As the only Eagle starter not hitting .300 or better, Barna has begun the quest of quashing that distinction. The junior collected six hits in a three-game series with Campbellsville, Ky., last weekend, raising his average from .215 to .275.
“I finally had a good weekend,” said Barna, who is the youngest son of STHS softball coach Rich Barna. “I stopped trying to hit a home run and just tried to make contact.”
The 6-foot-4, 225-pound Barna also augmented the team’s regular practice routine with extra work to help his hitting.
“I’ve been working my butt off. I spent three or four hours a day hitting off a tee,” he said.
Not that Barna was in any jeopardy of losing his starting position going into the breakout weekend.
“My coach isn’t worried about my batting. He’s told me that I’m his defensive catcher and if I hit the ball it’s a bonus,” Barna said. “It takes a lot of pressure off, but I’m a competitive person and want to do better and better.”
Lambuth missed a chance to take sole possession of first place in the Mid-South Conference last weekend.
Even so, the Eagles are 14-2 in conference play, 35-13 overall and ranked 18th nationally among NAIA schools. Among their 35 wins are triumphs over NCAA Division I foes Vanderbilt and Tennessee Martin.
It’s a good situation for Barna, who is playing for his fifth program in four years, including a medical redshirt for Tommy John elbow surgery.

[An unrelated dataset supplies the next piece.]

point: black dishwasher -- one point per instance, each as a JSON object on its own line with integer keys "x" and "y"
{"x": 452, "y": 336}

“It’s been quite a tour,” said Barna, who also spent time at Cal State Bernardino, Nevada-Reno, Westmont in Santa Barbara and Consumes River Junior College in Sacramento. “I’ve been in some programs where the coach is yelling and screaming and he’s all over you. Here, it’s a lot more laid-back. Everyone knows we’re good and we just go out and do it.
“Obviously, it works. We’re 18th in the nation.”
But that doesn’t mean that Barna has adjusted to all that goes with living an hour away from Music City – Nashville.
“I’ve tried listening to country music, but I couldn’t do it,” he said. “It’s too depressing.
“It’s a different way of life here. I definitely prefer life in California, but as far as ball goes and school goes, you can’t beat it.”
Unless he was to take his batting average over .300.